Incapaz de esquecer a história, Paul começou a investigar em jornais da época, arquivados entre Pequim, Xangai, Hong Kong e Londres, percebendo que a investigação havia sido conduzida numa insólita parceria entre a Polícia de Pequim e um detective britânico a trabalhar na China. Decidiu então começar a escrever a partir daquilo que já havia recolhido, até que o destino o prendou com uma feliz coincidência: enquanto pesquisava nos Arquivos Nacionais Britânicos, em Kew, descobriu uma pasta sem catalogação na zona que continha dezenas de caixas de correspondência aleatória enviada de Pequim entre 1941 e 1945. As cartas que estavam dentro da pasta haviam sido registadas, reconhecidas, arquivadas e, também, esquecidas. Cerca de 150 páginas, escritas à máquina, com anotações feitas nas margens pelo autor. Mais tarde, Paul French percebeu que se tratava da investigação privada levada a cabo por E. T. C. Werner, o pai de Pamela, que delapidou a vida e a imensa fortuna em busca da verdade e da paz de espírito. Cartas, essas, que se revelaram essenciais para a escrita de “Meia-Noite em Pequim”, um livro situado entre o ensaio criminal e o documento histórico, que pretende fazer justiça, ainda que de forma tardia, sobre o assassinato de Pamela Werner.

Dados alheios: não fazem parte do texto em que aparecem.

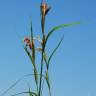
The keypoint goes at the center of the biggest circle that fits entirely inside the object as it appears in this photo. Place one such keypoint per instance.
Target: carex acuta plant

Para além de recriar todo o processo de investigação, partilhar testemunhos recolhidos e reconstruir a última noite de Pamela a partir das notas do pai, “Meia-Noite em Pequim” oferece uma extraordinária lição de história sobre uma cidade e um país à beira do colapso, com as tropas japonesas a ocuparem a Manchúria, os Senhores da Guerra perdidos em lutas pelo poder e os estrangeiros alienados no Bairro das Legações, um condomínio de luxo que mais tarde se transformou numa gaiola dourada. Tendo a lei fechado os olhos a um crime hediondo, coube à literatura cumprir os desígnios da justiça.